As recorrentes apontaram violação aos arts. 489, § 1º, IV, e 1.022, II, do Código de Processo Civil (Lei nº 13.105/2015), sustentando omissão quanto ao ônus da prova e ao periculum in mora reverso; ao art. 300, caput, do CPC, por ausência de demonstração cumulativa da probabilidade do direito e do perigo de dano; ao art. 373, I, do CPC, por falta de prova técnica de ruído produzida pela associação autora; e ao art. 300, § 3º, do CPC, ante o risco de inviabilização de parcela substancial da operação logística e de demissões em massa.

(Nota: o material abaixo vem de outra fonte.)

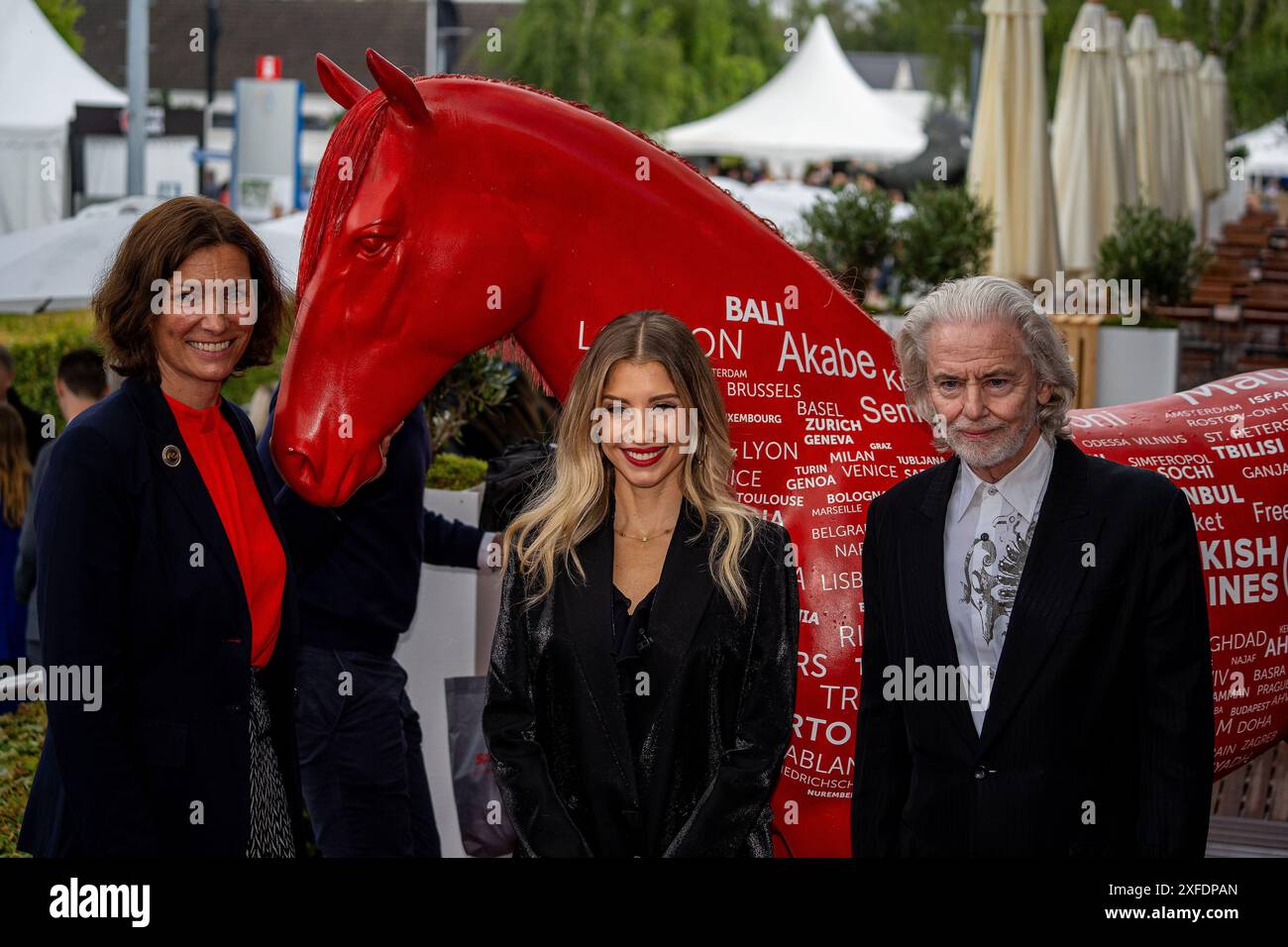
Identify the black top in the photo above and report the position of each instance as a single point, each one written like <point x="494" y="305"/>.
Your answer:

Na fundamentação, o Ministro Sérgio Kukina consignou que “a irresignação não prospera”, afastando a alegada ofensa aos arts. 489 e 1.022, II, do CPC, porque o Tribunal de origem dirimiu fundamentadamente as questões submetidas e apreciou integralmente a controvérsia, não se podendo confundir julgamento desfavorável ao interesse da parte com negativa ou ausência de prestação jurisdicional. O acórdão estadual, por sua vez, ancorou-se no art. 3º, III, “a” e “b”, da Lei nº 6.938/1981, que qualifica como poluição a degradação da qualidade ambiental resultante de atividades que, direta ou indiretamente, prejudiquem a saúde, a segurança e o bem-estar da população, e no art. 1.277 do Código Civil (Lei nº 10.406/2002), relativo ao direito de vizinhança. Decisões restritivas desse tipo aproximam-se, em efeitos práticos, das medidas de embargo ambiental, razão pela qual o TJSC registrou expressamente a observância do princípio da proporcionalidade ao apenas limitar as atividades ao horário comercial, sem determinar paralisação total.

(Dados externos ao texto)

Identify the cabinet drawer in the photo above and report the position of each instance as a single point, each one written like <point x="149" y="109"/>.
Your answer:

A recorrida AMASC formulou, ainda, pedido incidental de tutela de urgência (TutPrv n. 00953071/2026) para revogar o efeito suspensivo antes conferido ao recurso, sustentando que as razões recursais pretendiam rediscutir matéria fático-probatória, o que atrairia a Súmula 7/STJ. O Ministério Público Federal, como fiscal da lei, opinou pelo não provimento do recurso (fls. 1.839/1.850).

Teses firmadas

O acórdão mantido pelo Superior Tribunal de Justiça reafirmou que a poluição sonora dispensa comprovação científica absoluta do impacto da conduta, bastando a demonstração da potencialidade lesiva, e que o direito ao silêncio integra a qualidade de vida, equiparando-se os efeitos da poluição sonora a outras formas de degradação ambiental que afetam a saúde e o bem-estar, mesmo em áreas urbanas — orientação extraída, conforme a própria decisão, do TJSC, Apelação n. 5005862-02.2020.8.24.0007, rel. Des. Alexandre Morais da Rosa, Quinta Câmara de Direito Público, julgada em 11/11/2025.

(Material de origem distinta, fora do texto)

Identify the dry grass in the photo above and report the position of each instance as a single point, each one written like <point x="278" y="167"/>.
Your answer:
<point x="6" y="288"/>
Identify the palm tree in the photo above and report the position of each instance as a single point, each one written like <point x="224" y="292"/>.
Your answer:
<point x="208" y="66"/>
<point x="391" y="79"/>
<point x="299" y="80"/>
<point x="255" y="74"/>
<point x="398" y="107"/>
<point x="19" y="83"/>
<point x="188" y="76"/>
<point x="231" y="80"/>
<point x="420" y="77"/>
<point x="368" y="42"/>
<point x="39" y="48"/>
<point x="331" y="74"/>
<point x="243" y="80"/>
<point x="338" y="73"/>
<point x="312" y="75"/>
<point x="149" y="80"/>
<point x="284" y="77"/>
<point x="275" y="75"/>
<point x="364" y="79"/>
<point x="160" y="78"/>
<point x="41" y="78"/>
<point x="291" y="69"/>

Extrai-se do REsp 2290904/SC (rel. Min. Sérgio Kukina, Superior Tribunal de Justiça, 16/09/2026) que a existência de alvarás e licenças válidas não imuniza o empreendimento contra medidas judiciais de contenção quando o conjunto probatório demonstra incômodo concreto à vizinhança, e que o exame da suficiência das provas e do perigo de dano reverso, em sede de tutela de urgência, é matéria que se esgota na instância ordinária, sendo suficiente, para fins de prestação jurisdicional adequada, o enfrentamento fundamentado das questões postas.